Ainda bem que a Laura tinha deixado seu carro a poucos metros da saída da floresta, se não fosse por isso teríamos de ir andando, de ônibus ou de taxi e todas essas opções me traziam um desconforto enorme, ainda mais depois de tudo que aconteceu.

Entrei no carro onde permanecemos caladas a viagem toda até minha casa.
Ela se lembrava ainda onde eu morava, isso me deixou levemente feliz. Saí do carro e entrei tão rapidamente com medo de ainda estarem atrás de mim, nada garantia o contrário.

Minha mãe estava assistindo televisão, me ignorando completamente assim que entrei. A casa cheirava bem, acho que alguma visita tinha chego durante meu período de ausência.

A única pessoa que veio me receber enquanto subia as escadas com medo foi Yule, minha gatinha preta que ronronava nos meus sapatos sujos de lama. Fiz um carinho em suas orelhas e corri para tomar um banho.

Peguei um pijama no meu quarto, o mais confortável que eu tinha que se resumia a um short e uma blusa enorme da banda Kiss. Corri tão rápido pro banheiro que minhas pernas voltaram a doer.

Tirei a roupa rapidamente, fazendo todas as coisas do bolso do moletom caírem no chão.
O maço de cigarros, a bituca, o isqueiro e o óculos. Meu corpo se arrepiou e preferi deixar eles ali por enquanto.

Estava tudo tão sujo que joguei as mudas de roupa no cesto e me apressei para tomar um banho quente. Meu corpo estava cheio de roxos, arranhões, cortes. Meu cabelo estava um ninho. A água que saia do meu corpo e caia no ralo estava marrom de tanto sangue e terra.

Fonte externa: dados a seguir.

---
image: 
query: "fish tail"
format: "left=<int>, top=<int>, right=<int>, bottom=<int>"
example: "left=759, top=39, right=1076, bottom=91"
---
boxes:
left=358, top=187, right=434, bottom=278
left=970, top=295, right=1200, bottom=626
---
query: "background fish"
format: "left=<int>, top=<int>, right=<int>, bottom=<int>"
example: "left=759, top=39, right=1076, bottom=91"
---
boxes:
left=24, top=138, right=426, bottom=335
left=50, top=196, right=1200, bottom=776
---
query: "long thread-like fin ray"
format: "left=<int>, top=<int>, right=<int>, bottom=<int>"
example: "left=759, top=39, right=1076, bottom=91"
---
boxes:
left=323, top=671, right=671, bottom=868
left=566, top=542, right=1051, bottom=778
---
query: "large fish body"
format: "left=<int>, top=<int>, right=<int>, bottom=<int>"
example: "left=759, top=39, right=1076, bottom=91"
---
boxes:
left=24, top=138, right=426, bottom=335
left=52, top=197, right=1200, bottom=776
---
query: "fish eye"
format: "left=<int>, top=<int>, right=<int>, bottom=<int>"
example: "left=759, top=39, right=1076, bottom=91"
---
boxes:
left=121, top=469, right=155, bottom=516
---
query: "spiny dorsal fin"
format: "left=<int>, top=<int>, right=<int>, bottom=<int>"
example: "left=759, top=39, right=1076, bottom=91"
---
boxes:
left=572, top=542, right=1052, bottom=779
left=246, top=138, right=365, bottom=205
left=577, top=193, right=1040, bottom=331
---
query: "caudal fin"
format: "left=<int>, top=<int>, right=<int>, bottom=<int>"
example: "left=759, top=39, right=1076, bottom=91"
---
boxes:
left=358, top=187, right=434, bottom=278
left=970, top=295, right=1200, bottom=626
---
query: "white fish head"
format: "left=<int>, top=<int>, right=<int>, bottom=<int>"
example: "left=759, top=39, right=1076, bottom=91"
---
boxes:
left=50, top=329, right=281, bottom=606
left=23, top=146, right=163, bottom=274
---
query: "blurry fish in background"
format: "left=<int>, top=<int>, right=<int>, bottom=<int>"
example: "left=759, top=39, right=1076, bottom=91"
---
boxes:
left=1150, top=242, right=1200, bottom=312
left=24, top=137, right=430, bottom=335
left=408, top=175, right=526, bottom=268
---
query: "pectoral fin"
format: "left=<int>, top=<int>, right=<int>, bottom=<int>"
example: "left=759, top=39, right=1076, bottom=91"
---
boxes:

Devo ter demorado cerca de uma hora ali dentro até criar coragem para sair, me vestir, escovar os dentes, refazer o curativo em minha mão e por fim coletar aquelas coisas do chão.

Foi difícil me lembrar do combate de hoje. Se a Laura não tivesse aparecido eu provavelmente estaria morta agora. E aquele menino, ele morreu? A Laura tinha realmente matado alguém?